Spencer Platt/Getty Images
Spencer Platt/Getty Images

Executives at the United States Chamber of Commerce are urging President Joe Biden and Congress to double legal immigration levels so that the nation’s 11.3 million job openings can be filled by foreign workers rather than jobless Americans on the sidelines of the labor market.

This week, the Bureau of Labor Statistics revealed that employers across the U.S. had about 11.3 million job openings in the month of January. In February, there were 11.7 million Americans who were unemployed or out of the labor force altogether but who want full-time work.

Another 4.1 million Americans are underemployed, accepting part-time jobs but wanting full-time employment.

In a statement, the Chamber’s Executive Vice President, Neil Bradley, said lawmakers ought to prioritize imported, foreign workers for job openings — suggesting that there are more job openings than Americans looking for work.

“One reason for the shortfall is decreased legal immigration,” Bradley said in a statement. “It is past time for Congress to act to modernize our broken immigration system … we can’t get inflation under control, unclog our supply chains, or fully grow our economy and remain competitive unless we welcome more people into our country to fill these jobs.”

The Chamber, which lobbies on behalf of multinational corporations, consistently fights against tight labor markets which boost U.S. wages and tilts the economy toward employees over employers. A Pew Research Center survey this week found that 63 percent of employees who quit their jobs last year did so because the pay was too low — an indication of a flooded labor market.
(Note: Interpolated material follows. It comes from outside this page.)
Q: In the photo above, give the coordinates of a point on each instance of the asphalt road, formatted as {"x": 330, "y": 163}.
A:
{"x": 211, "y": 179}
Such flooded labor markets from mass legal immigration to the U.S. have had a devastating impact on the nation’s working and middle class, while redistributing billions in wealth to the highest earners, big businesses, real estate investors, and Wall Street, as well as driving capital out of small communities to the coasts.

While creating an economy that tilts in favor of employers, the economic model helped keep wages stagnant for decades. From 1979 to 2013, wage growth for the bottom 90 percent of Americans grew just 15 percent. Meanwhile, wage growth for the top one percent of Americans was nearly 140 percent higher.

Researchers have found that a flooded labor market can easily diminish job opportunities and wages for Americans.

One particular study by the Center for Immigration Studies’ Steven Camarota revealed that for every one percent increase in the immigrant portion of an American workers’ occupation, their weekly wages are cut by perhaps 0.5 percent. This means the average native-born American worker today has his weekly wages reduced by potentially 8.75 percent as more than 17 percent of the workforce is foreign-born.

Already, the U.S. gives out 1.2 million green cards to foreign nationals annually. In addition, about 1.5 million temporary work visas are rewarded to foreign nationals to take American jobs. Moreover, the U.S. saw more than two million border crossers and illegal aliens arrive at its southern border last year.

Legal immigration levels have driven the U.S. population to a record 331.9 million, including the largest foreign-born population in the nation’s history at 46.6 million.